Faces of Heart: How the AHA’s New Campaign is Changing the Face of Heart Disease
Stephanie Austin was the healthiest she had ever been in her life—or so she thought—when she went into cardiac arrest in the middle of the night in 2008. Her husband woke up in bed next to her to find her blue in the face. Luckily, as a surgeon, he snapped into action and performed CPR until an ambulance arrived. She credits him with saving her life. Four months earlier, she was diagnosed with cardiomyopathy—a disease of the heart muscle that can be hereditary.
Everything about that night—as well as the year before and the year after—is a blur to Austin. Everything she knows about that time period is based on stories from other people. This is just one side effect of her heart attack that continues to impact her—and make it difficult for her to hold a traditional full-time job.
“I have a hard time learning new tasks because I have to do something over and over and over again to remember how to do it—and that over and over and over needs to be done in quick succession,” she says.
Austin considers herself a full-time volunteer for the American Heart Association, where she’s been involved for about 10 years.

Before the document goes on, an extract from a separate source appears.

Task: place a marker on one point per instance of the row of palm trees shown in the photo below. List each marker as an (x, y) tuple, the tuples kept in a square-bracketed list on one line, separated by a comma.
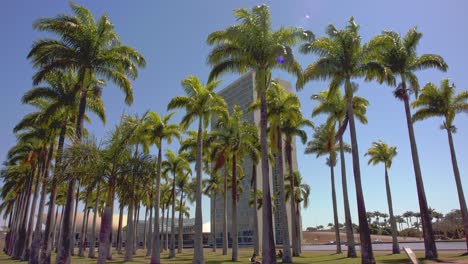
[(86, 50)]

Initially, she dipped her toes in at a scientific meeting because she had been a biology major in college and wanted to learn more about the science behind heart health. Since then, she’s served two terms on the board of directors, held multiple volunteer positions and attended regional and national events like Heart Walks, Heart Balls and Go Red For Women luncheons. Working with the AHA is a perfect fit, she explains, where she can feel valued and fulfilled.

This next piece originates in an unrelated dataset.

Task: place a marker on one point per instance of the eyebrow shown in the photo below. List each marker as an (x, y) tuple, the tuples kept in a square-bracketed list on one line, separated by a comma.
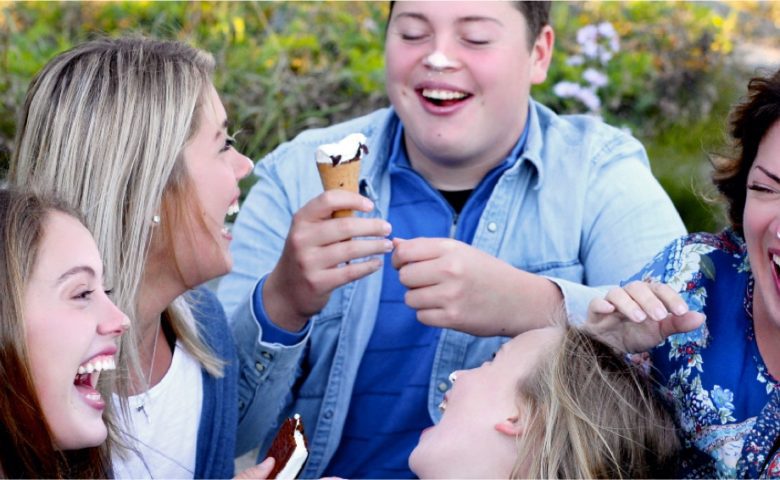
[(769, 174), (75, 270), (468, 19)]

The Faces of Heart campaign—a network of women who have survived heart conditions and honors a winner each year—is her newest venture. For survivors, the benefits are twofold: One, they get to connect with each other and help ease the mental and emotional burdens of recovery; and two, they can get out into their communities, share their stories and try to help women discover undiagnosed or untreated heart ailments.
The message of the campaign is simple: There are many faces of heart disease. While there are certain factors that may make a woman more susceptible to heart disease, it’s important to remember that it has no one age, race, weight or lifestyle.
She was inspired to start the campaign partially by her own experiences in public speaking. When she started trying to educate others about advocating for their heart health, she says many were shocked that she had had a heart attack.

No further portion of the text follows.